In [1]:
%matplotlib inline

# 592B, Class 7.1 (10/12). Spectral domain methods and representations: the cepstrum 

In [2]:
import numpy as np
import matplotlib.pyplot as plt
import scipy.io.wavfile as wavfile 
import scipy.signal as signal
from scipy import fftpack

from ipywidgets import interactive
from IPython.display import Audio, display

## The cepstrum

For this section, we will be using [python_speech_features](https://github.com/jameslyons/python_speech_features) by [James Lyon](https://maxwell.ict.griffith.edu.au/spl/staff/j_lyons/home.htm). Install it using:

```
pip install python_speech_features
```
We can examine the code at the [github repository](https://github.com/jameslyons/python_speech_features) and via the [documentation](https://python-speech-features.readthedocs.io/en/latest/).

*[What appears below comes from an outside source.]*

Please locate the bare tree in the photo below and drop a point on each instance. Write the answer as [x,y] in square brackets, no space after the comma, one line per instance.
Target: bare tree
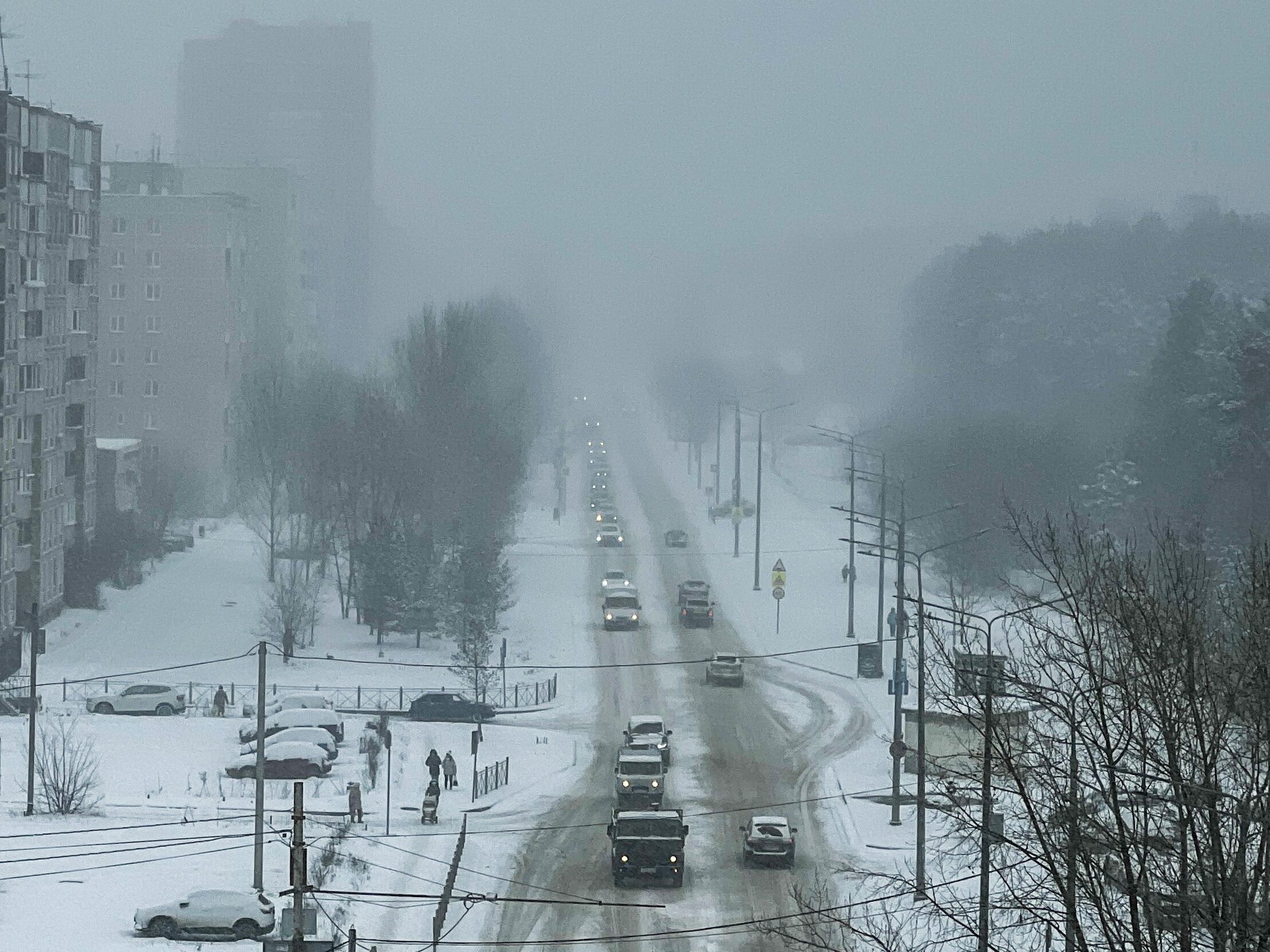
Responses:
[66,768]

James Lyon also has some nice write-ups on the [cepstrum](http://www.practicalcryptography.com/miscellaneous/machine-learning/tutorial-cepstrum-and-lpccs/) and [MFCCs](http://practicalcryptography.com/miscellaneous/machine-learning/guide-mel-frequency-cepstral-coefficients-mfccs/).

In [50]:
import python_speech_features as sf

We'll also be working with the Hmong `mu` sound clip, `hmong_mu.wav`:

In [54]:
(rate,sig) = wavfile.read("hmong_mu.wav")
display(Audio(data=sig, rate=rate))

What we'll be doing now is working through the tutorials using the [github code repository code for `python_speech_features.base.mfcc`](https://python-speech-features.readthedocs.io/en/latest/). This function calls a ton of other sub-functions we'll need to understand in order to figure out how the computation is proceeding. The basic steps are described in the tutorial [here](http://practicalcryptography.com/miscellaneous/machine-learning/guide-mel-frequency-cepstral-coefficients-mfccs/). Let's work through these. 

### Step 1. Frame the signal into short frames.

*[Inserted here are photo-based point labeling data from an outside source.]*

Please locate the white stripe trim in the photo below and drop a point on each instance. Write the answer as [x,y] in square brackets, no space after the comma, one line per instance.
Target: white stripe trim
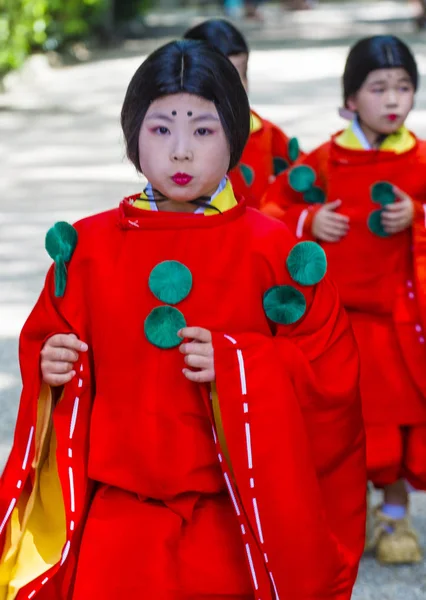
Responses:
[248,444]
[253,572]
[259,526]
[74,416]
[231,493]
[274,586]
[27,451]
[8,513]
[242,373]
[301,223]
[65,552]
[72,497]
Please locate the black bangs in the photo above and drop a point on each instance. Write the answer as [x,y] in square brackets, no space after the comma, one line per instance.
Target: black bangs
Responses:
[190,67]
[377,52]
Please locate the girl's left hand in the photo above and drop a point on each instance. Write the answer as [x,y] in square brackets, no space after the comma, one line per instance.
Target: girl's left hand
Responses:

For this step, we'll need to understand `python_speech_features.sigproc.framesig`.

### Step 2. For each frame calculate the periodogram estimate of the power spectrum.

For this step, we'll need to understand `python_speech_features.sigproc.powspec`.

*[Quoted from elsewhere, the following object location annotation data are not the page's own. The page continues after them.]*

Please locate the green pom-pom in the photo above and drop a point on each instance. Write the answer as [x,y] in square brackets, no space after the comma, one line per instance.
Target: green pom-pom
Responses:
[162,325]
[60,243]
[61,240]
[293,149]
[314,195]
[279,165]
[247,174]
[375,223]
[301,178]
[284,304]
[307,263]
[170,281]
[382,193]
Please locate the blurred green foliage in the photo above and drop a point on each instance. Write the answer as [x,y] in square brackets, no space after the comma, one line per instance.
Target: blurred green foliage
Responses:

### Step 3. Apply the mel filterbank to the power spectra, sum the energy in each filter.

For this step, we'll need to understand `python_speech_features.base.fbank`.

### Step 4. Take the logarithm of all filterbank energies.

For this step, we'll need to understand `python_speech_features.base.logfbank`.

### Step 5. Take the DCT of the log filterbank energies.

For this step, we'll need to take a look at `scipy.sig.fftpack.dct`.

### Step 6. Keep DCT coefficients 2-13, discard the rest.

For this step, we'll need to understand `python_speech_features.base.lifter`.